Molchanovs Monofin Review

User Experience by Adrian

I recently received my new Molochanovs sport monofin – the S2. Moving from bi-fins to a monofin is a big step as a monofin requires a totally different finning technique and relies on different muscles and movement to generate thrust.

One of the things I found challenging was the fact that it is more difficult to correct your body position and “trim” your swim (especially when swimming slowly) with both feet attached together – this is something we do naturally with bi-fins. Also, playing with the number of cycle across the pool and the cycle pattern has been important – for example whether you kick, kick, kick across the pool, or kick, kick, glide, etc. Then there is also the question of amplitude and how big a kick movement you are making and how much effort you put into the down motion and up motion.

Thinking about all these variables was a bit daunting. So, I took the monofin workshop with Michelle. It was a huge help and I recommend it to any aspiring monofinners, because getting some basics on technique, the proper muscle groups to use, how to dry train and some experience dolphin kicking with short fins is all very helpful for when you try the unwieldy mono.

In the beginning, I felt that I wasn’t really more efficient that with bi-fins, which is strange because we are supposed to be on the order of >20% more efficient with a mono fin. I expected to see that in either speed or number of kick cycles. When counting cycles with bi-fins and comparing it with the number of cycles with a monfin (and doubling it because one is using both feet together) didn’t really seem to be that much more efficient. Over time, I have improved and do see a difference now. I watched videos of Alexi and how many cycles he uses and the pattern he follows, which was reassuring. I also have noticed that my contractions seem to start later with a monofin compared to bi-fins. So, it seems that the monofin does deliver quite a bit in terms of efficiency.

I’m still very much a beginner here and look forward to improving my technique, distance and O2 consumption over time. If you ever want to give it a try, let me know, I’m happy to share.

Technical Review by Cong

The newer model of the Molchanovs sport monofin improved with a soft tip that runs along the flat edge of the blade. This gives the monofin considerably more stability during finning and a more intimate feel of the water, although the amount of force that can be transferred to the water is somewhat reduced. Overall, this is a significant improvement for its use in freediving.

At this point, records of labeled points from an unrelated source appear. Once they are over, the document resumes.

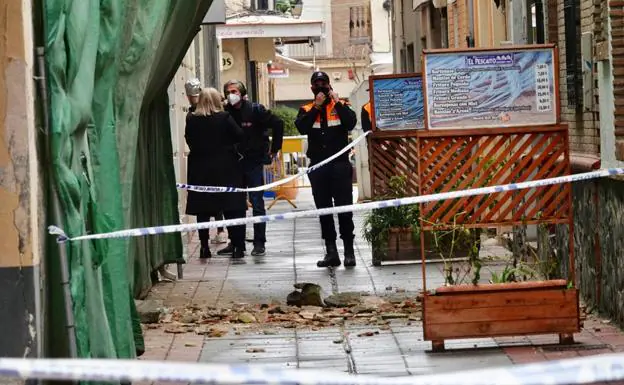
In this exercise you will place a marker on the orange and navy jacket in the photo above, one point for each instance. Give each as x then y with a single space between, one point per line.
327 128
365 117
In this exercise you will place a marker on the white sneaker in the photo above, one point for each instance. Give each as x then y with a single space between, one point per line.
220 238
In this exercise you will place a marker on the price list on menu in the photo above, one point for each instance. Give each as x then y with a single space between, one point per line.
389 103
542 88
494 88
398 102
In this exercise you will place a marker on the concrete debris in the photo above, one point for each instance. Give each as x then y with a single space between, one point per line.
149 310
356 308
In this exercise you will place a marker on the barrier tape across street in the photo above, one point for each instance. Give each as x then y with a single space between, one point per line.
222 189
138 232
583 370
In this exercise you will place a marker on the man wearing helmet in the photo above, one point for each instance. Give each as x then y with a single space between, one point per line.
192 88
327 122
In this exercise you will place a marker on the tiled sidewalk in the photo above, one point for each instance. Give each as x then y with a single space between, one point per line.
292 252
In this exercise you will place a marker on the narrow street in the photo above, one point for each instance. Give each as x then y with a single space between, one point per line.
235 312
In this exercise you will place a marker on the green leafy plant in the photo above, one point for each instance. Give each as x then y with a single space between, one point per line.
288 115
378 222
448 241
511 273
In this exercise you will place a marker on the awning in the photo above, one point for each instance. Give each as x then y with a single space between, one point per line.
292 62
269 26
418 3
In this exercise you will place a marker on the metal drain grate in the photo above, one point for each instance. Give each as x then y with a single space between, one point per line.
558 348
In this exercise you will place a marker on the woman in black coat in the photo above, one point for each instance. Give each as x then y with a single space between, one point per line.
212 136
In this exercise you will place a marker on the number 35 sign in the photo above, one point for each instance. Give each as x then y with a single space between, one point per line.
227 61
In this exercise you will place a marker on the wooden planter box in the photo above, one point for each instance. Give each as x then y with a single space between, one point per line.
402 247
507 309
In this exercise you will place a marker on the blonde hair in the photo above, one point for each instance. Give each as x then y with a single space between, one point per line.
210 102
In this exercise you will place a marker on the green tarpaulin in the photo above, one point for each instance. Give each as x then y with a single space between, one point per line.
109 63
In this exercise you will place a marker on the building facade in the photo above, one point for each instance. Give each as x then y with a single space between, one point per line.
590 40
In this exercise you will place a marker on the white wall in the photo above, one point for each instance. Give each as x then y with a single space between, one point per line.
382 28
315 10
178 108
358 98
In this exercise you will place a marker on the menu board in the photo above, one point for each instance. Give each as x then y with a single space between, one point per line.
398 102
493 88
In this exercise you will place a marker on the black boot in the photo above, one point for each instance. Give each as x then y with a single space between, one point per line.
349 253
204 252
238 253
227 250
332 259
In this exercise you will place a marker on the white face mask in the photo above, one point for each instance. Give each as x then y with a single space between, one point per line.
233 98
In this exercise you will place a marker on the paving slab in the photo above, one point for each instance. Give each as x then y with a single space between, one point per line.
394 349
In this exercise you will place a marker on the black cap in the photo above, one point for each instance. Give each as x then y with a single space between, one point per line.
319 75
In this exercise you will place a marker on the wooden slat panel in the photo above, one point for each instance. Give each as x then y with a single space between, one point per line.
503 313
457 162
481 314
519 298
501 328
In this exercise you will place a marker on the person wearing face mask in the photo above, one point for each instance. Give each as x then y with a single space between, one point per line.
257 150
327 121
193 88
365 116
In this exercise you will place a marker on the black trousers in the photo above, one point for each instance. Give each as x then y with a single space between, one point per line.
332 186
235 233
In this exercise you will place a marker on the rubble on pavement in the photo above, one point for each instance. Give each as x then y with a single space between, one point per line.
356 308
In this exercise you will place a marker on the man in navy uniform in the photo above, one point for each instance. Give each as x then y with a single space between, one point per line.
257 150
327 122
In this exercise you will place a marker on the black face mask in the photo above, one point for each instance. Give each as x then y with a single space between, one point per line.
324 90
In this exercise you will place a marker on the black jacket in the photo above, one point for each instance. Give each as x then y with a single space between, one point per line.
256 120
326 138
213 161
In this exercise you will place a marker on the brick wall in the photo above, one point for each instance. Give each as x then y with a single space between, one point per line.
584 121
342 46
616 13
458 12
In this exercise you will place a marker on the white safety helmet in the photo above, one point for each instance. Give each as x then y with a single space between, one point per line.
192 87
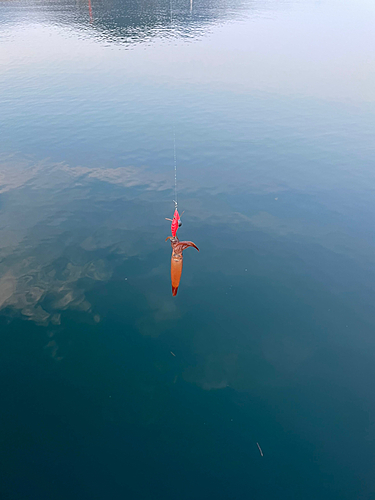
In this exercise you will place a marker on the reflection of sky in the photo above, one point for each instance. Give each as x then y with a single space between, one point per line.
273 112
272 104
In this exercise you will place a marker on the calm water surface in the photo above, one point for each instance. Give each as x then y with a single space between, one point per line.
272 104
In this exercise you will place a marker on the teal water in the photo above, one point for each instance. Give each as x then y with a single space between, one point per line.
111 387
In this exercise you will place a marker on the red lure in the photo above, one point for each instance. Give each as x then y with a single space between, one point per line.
175 223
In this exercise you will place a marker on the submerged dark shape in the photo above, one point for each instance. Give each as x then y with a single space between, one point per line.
176 261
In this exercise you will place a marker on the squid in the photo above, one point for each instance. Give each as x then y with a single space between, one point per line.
176 261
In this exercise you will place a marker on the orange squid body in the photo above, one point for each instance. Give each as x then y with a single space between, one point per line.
176 270
177 259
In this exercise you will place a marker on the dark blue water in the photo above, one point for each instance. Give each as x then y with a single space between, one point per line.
110 387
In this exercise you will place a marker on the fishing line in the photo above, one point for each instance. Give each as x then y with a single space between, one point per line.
175 167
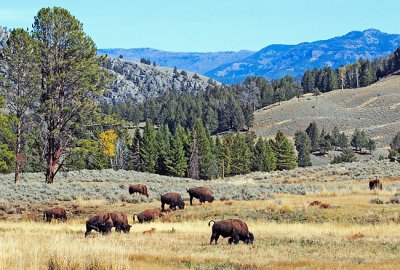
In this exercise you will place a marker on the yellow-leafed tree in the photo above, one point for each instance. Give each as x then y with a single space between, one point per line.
107 140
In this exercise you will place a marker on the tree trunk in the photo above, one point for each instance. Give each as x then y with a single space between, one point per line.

The older and newer models we tested were both of the same stiffness (2/5). With the older model, any uneven kick from the diver makes the monofin react with a little wobble - viewed from behind, you would see that the monofin moves downwards through the water at a tilted angle, instead of being horizontal. This sensation of instability can be distracting, with the diver often resulting to making small movements to correct for the misalignment in the water. However, this wobble was barely detectable with the soft-tip monofin, even when deliberately trying to kick unevenly – the monofin’s soft tip avoids forcing the blade through the water at an awkward angle. Accordingly, kicking with the newer model is considerably more comfortable, giving a better feel for the water, and allowing the mind to better disengage and relax.

Being softer, there is less power that can be generated from every kick. While this effect is noticeable, we do not think that the impact is particularly large; in our experience, it took about one extra kick per fifty meters. Far more important was the sheer comfort and stability afforded, which helped push back the start of contractions by a considerable margin, and made for a more rewarding dive.